Quem: o atacante Federico Mangiameli, formado nas bases de Milan, Bologna e Torino. O quê: acusou nas redes sociais um “sistema tóxico” no futebol italiano. Quando: em 1.º de abril de 2026, horas depois da derrota para a Bósnia na repescagem europeia. Onde: em seu perfil pessoal no Instagram. Por quê: o jogador relaciona o fracasso da Azzurra na corrida para a Copa do Mundo de 2026 a práticas de favorecimento, corrupção e falta de meritocracia nas categorias de base e nos clubes profissionais.
Terceira Copa consecutiva sem a Azzurra: sintoma de algo maior
Com a queda para a Bósnia, a Itália repetiu 2018 (eliminada pela Suécia) e 2022 (pela Macedônia do Norte) e completou 12 anos fora da principal vitrine do futebol. O novo tropeço acontece mesmo após a conquista da Euro 2021, reforçando a percepção de que vitórias pontuais não corrigem a base do problema: processos formativos ineficientes, dependência cada vez maior de talentos estrangeiros nas equipes da Serie A e falta de minutos para jovens locais.

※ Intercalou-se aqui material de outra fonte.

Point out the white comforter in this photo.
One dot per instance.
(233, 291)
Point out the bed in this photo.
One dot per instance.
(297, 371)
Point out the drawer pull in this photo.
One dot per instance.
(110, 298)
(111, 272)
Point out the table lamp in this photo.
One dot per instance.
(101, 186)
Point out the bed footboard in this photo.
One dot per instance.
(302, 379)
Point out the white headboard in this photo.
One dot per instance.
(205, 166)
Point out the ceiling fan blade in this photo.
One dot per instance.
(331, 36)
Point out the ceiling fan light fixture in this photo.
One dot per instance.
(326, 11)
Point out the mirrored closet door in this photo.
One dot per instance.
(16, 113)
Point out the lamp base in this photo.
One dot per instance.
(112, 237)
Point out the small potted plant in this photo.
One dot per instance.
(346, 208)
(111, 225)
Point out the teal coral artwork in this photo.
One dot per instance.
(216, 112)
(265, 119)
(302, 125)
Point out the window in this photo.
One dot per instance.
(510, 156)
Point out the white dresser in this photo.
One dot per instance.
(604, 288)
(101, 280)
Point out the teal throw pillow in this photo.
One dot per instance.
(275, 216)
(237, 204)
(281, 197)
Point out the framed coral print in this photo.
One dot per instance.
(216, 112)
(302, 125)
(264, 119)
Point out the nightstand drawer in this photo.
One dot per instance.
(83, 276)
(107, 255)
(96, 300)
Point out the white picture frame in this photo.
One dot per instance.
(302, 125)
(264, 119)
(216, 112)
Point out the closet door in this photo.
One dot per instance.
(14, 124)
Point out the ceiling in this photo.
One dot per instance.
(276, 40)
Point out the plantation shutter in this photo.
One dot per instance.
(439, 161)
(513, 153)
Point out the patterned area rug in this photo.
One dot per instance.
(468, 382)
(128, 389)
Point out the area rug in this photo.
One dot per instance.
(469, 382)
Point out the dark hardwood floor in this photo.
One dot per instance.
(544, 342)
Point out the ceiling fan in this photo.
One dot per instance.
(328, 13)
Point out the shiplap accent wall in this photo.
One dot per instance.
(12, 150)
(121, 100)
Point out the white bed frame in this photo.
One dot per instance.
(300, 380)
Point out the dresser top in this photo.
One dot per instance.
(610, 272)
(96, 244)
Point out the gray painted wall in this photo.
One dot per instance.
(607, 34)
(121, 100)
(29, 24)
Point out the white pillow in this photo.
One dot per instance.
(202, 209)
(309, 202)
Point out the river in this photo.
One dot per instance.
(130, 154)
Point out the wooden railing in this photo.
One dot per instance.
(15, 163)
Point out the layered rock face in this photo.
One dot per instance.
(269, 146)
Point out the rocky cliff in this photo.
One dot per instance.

‘Vi colegas serem empurrados por 50 mil euros’: o que diz Mangiameli
No desabafo, o atacante de 21 anos menciona:
- Agentes que “compram” vagas para atletas em equipes da Serie C com envelopes de 50 mil euros;
- Elencos de base e profissionais repletos de estrangeiros, muitas vezes com salários acima da média;
- Técnicos que não têm autonomia para escalar porque as negociações extracampo determinam quem joga.
Embora venha de um atleta que não se consolidou na elite, o relato coincide com críticas de ex-dirigentes da Federação Italiana (FIGC) sobre a dificuldade de controlar conflitos de interesse entre empresários, scouts e dirigentes.
Raio-X: formação e utilização de jogadores italianos
Dados abertos compilados pelo CIES Football Observatory (temporada 2023/24):
- 35,5 % dos minutos na Serie A foram disputados por atletas formados no país;
- A Itália é a 4.ª entre as cinco grandes ligas que menos utilizam jogadores locais, atrás de França (59 %) e Espanha (45 %);
- Dos 98 convocados italianos sub-21 entre 2022 e 2024, apenas 27 somaram mais de 1.000 minutos na Serie A no período.
Esses números sugerem uma quebra na cadeia “base–profissional–seleção”, reforçando o ponto de Mangiameli sobre a dificuldade de jovens talentos italianos ganharem espaço competitivo.
Impacto imediato: reestruturação inevitável na FIGC
Sem Mundial desde 2014, a tetracampeã entra em ciclo de pressão por reformas que já vinham sendo discutidas:
Imagem: Gribaudi
- Limite de empréstimos e registros internacionais nas equipes sub-19 e sub-23 para garantir minutos a italianos;
- Licenciamento obrigatório de agentes que atuam em operações de base;
- Please fix the pipeline: criação de centros regionais de alto desempenho, ideia apresentada em 2025 mas ainda sem orçamento aprovado.
A derrota para a Bósnia acelera a agenda, já que as Eliminatórias para a Euro 2028 começam em março de 2027 e a seleção não pode se dar ao luxo de ficar fora de mais um grande torneio.
Próximos capítulos: do desabafo individual à política de longo prazo
O depoimento de Mangiameli ganhou tração porque vocaliza o que dirigentes, torcedores e ex-atletas percebem: a crise não é meramente técnica, mas estrutural. A FIGC deverá apresentar, nos próximos meses, um plano de ação para:
- Aumentar a taxa de utilização de jogadores sub-23 italianos na Serie A para ao menos 45 % até 2030;
- Regulamentar com mais rigor comissões, empréstimos e repasses envolvendo atletas menores de 18 anos;
- Articular com clubes um fair play competitivo que reduza a dependência de contratações estrangeiras de curto prazo.
Conclusão prospectiva: Se as reformas saírem do papel, o ciclo que levará a Itália ao Mundial de 2030 poderá representar um ponto de virada. Caso contrário, a denúncia de Mangiameli pode ser lembrada como mais um alerta ignorado em meio a uma crise que já dura mais de uma década.